Musical experiences come in all forms. Even infants and toddlers respond to music. Music lessons are different. They are best started after a child has heard music, moved and sang to music and have seen others play music. This is the musical “capital” that motivates them to learn it themselves.

Children go through important pre-training phases.

There are stages of development where children pretend to play music. This happens prior to age 5 and is an important stage that prepares their motivation to be able to really learn to play. We don’t want to disturb that important phase by forcing too much direction and focus prematurely.  As a child emerges out of that stage, they will be naturally ready to make meaningful, real music themselves. Because children develop at different rates, some older 4 year olds may be ready for structural learning, some 5 year olds may not be ready. But generally Childbloom students are 5-8 when they join. Those are great ages to start! And they can have success! So if your young ones seems interested in music, don’t worry about missing the opportunity to cultivate their interest. That window of interest  WILL NOT close as they age.

It is also never too old to take lessons. Studies in skill-mastery suggest that the biggest help towards skill development is having an accepted teacher that can give guidance and feedback.


Time or duration of practice is not as important as frequency of focused practice. If the practice is burdensome, the child will develop resistance. So for young children we recommend short practices, ending before the child gets tired. Learning studies show that there is a time limit to effective learning, anyway. So why push it?

Practice should be meaningful for the child. For young children the most meaningful thing is interacting with a parent. So parents must be present in the practice and engage with the child. The child will eventually outgrow direct parental coaching. At that point the role of the parent may just be in initiating the playing. Eventually the child will initiate it. Then they will have to learn efficient practice techniques. The Childbloom Program addresses the many issues parents and students face learning music through the monthly Childbloom Parent eNewsletter that all families receive.
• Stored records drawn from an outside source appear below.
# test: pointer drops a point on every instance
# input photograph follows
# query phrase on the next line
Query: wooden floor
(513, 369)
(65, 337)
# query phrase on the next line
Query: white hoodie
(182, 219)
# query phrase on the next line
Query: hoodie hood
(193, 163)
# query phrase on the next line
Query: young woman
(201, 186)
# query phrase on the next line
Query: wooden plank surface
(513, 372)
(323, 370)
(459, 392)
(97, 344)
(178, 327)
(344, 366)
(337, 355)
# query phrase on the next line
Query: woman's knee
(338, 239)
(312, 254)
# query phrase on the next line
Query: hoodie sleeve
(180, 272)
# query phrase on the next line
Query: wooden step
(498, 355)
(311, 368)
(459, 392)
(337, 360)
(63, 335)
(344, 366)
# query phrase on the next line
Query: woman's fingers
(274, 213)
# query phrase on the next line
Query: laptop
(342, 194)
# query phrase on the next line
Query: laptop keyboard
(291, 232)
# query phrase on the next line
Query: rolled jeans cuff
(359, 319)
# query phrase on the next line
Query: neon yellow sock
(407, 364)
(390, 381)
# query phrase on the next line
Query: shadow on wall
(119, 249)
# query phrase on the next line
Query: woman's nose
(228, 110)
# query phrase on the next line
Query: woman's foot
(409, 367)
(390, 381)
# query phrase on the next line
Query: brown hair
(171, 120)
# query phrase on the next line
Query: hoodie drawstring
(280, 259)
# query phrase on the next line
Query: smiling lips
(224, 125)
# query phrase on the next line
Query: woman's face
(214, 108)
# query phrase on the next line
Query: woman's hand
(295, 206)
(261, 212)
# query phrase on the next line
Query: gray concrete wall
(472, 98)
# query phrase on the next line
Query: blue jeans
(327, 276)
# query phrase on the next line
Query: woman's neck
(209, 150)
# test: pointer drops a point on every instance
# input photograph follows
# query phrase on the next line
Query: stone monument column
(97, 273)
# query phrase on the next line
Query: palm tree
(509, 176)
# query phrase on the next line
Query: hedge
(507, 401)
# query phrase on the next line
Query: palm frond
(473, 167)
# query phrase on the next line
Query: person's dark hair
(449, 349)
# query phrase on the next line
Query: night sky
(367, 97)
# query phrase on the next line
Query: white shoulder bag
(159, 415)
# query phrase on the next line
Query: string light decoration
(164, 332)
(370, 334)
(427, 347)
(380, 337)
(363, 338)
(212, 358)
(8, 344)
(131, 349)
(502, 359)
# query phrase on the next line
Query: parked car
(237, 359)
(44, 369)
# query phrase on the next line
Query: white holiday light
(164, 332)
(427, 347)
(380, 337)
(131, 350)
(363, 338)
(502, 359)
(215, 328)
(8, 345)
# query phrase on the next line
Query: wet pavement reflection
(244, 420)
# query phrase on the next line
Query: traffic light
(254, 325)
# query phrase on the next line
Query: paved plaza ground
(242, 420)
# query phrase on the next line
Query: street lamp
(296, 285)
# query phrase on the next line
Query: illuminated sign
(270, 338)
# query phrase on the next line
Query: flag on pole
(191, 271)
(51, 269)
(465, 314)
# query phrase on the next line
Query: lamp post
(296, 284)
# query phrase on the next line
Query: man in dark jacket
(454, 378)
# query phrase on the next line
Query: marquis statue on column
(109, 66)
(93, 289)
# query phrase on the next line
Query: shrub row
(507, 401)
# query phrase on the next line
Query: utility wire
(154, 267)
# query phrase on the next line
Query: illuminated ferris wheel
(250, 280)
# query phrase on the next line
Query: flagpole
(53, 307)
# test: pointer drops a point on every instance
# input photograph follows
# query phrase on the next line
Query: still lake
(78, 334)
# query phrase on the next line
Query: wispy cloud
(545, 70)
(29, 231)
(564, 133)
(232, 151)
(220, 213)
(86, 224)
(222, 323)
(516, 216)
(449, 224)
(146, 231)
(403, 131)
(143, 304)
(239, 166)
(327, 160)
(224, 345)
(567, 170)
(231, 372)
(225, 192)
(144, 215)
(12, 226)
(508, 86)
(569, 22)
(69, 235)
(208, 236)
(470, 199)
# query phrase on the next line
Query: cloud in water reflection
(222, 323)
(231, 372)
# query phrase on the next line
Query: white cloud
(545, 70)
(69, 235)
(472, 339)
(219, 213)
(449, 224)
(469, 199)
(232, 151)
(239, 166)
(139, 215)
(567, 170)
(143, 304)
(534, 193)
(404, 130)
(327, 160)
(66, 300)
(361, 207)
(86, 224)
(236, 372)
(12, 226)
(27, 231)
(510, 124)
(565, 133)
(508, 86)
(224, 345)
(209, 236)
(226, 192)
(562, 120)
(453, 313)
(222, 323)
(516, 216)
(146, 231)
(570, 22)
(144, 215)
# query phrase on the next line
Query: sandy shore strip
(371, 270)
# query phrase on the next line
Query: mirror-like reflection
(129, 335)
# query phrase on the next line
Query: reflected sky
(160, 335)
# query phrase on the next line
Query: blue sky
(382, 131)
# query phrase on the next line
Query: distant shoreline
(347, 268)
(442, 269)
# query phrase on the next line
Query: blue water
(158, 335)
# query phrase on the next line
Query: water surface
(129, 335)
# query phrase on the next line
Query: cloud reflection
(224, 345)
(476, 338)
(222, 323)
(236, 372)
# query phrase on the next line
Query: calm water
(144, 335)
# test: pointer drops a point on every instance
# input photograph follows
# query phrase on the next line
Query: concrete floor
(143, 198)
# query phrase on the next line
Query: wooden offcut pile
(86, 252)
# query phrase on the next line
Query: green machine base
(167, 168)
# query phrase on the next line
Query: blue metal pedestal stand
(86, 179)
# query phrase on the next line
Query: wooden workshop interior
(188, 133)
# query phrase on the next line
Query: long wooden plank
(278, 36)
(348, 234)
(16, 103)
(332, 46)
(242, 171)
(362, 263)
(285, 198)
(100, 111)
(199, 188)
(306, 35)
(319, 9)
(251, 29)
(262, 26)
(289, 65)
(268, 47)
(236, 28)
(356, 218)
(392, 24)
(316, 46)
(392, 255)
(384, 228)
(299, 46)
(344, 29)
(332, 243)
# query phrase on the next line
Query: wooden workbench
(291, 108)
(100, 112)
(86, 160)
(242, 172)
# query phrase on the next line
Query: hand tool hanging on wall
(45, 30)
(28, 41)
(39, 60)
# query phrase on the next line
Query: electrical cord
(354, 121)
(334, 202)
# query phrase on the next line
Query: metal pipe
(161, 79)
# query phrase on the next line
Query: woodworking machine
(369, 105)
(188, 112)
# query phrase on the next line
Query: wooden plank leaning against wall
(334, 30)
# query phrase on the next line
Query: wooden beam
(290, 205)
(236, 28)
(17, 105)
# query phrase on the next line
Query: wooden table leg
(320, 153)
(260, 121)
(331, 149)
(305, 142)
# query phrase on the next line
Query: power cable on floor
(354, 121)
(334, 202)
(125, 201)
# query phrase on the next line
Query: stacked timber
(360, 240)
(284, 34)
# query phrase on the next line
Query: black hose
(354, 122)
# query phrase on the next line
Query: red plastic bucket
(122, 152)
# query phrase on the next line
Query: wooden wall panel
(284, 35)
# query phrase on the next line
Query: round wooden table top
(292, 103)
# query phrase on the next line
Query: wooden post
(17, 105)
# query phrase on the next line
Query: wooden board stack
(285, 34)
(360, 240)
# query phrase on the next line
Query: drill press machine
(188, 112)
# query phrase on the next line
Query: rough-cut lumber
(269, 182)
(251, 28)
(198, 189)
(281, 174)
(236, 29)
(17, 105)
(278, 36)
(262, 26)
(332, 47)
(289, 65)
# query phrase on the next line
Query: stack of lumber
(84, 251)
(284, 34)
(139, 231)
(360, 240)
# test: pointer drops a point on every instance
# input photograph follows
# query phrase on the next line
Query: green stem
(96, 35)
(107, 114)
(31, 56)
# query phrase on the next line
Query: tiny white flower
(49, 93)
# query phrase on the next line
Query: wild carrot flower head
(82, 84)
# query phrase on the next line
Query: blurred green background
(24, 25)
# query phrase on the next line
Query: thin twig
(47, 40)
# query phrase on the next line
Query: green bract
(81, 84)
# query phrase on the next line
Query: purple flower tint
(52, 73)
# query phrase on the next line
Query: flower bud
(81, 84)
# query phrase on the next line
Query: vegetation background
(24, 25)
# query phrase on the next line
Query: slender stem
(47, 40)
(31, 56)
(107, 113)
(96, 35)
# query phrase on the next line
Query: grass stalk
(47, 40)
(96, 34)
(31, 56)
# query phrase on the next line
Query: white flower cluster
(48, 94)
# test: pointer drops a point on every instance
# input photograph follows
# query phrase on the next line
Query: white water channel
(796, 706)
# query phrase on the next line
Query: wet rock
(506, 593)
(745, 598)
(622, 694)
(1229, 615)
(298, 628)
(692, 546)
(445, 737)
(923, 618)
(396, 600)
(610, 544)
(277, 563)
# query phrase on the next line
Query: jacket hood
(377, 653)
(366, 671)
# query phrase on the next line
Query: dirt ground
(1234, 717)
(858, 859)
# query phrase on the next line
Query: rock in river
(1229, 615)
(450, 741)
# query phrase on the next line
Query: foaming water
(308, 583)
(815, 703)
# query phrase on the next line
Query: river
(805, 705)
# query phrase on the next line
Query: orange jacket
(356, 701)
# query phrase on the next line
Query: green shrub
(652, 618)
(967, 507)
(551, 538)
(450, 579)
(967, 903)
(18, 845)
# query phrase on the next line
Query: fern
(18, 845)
The online, Childbloom Learning Club, also makes practice easier by presenting short play-along videos that create technical skill quickly. This is a resource not offered by any music education program in the US. Any student can learn a lot in only a few minutes of focused practice with the Club.


We find that small group lessons, where kids aren’t lost and can have proper attention and correction, are much better than solo lessons for motivating the learning. The interactions that take place  with others – even with just one other classmate – create meaningful connections that don’t exist in a solo lesson. The group learning environment provides opportunities for “painless correction” as students initiate their own improvement in the social environment.

As the kids mature social interactions become richer and reinforce the student’s involvement in the lesson. The child-development scholar, Dr. Harold Grotevant,  characterized the Childbloom program structure as “individual attention in a low-pressure environment.” He experienced the Childbloom group structure with his child – and his grandchild!

Learning any musical instrument is essentially a solo activity. The Childbloom structure brings that solo work into a social environment with our small classes and performing groups. This makes the learning more meaningful to the ‘tween and teen. Consequently Childbloom students typically stick with it longer, they begin to build real skill that reinforces their motivation to travel deeper into the musical domain. In fact many of the ex-Childbloom students still play as adults!

Private lessons are valuable to advanced students, students above the age of 16, or students with learning or social difficulties. For younger kids, most private lessons should be short to match their attention span and minimize learning-stress.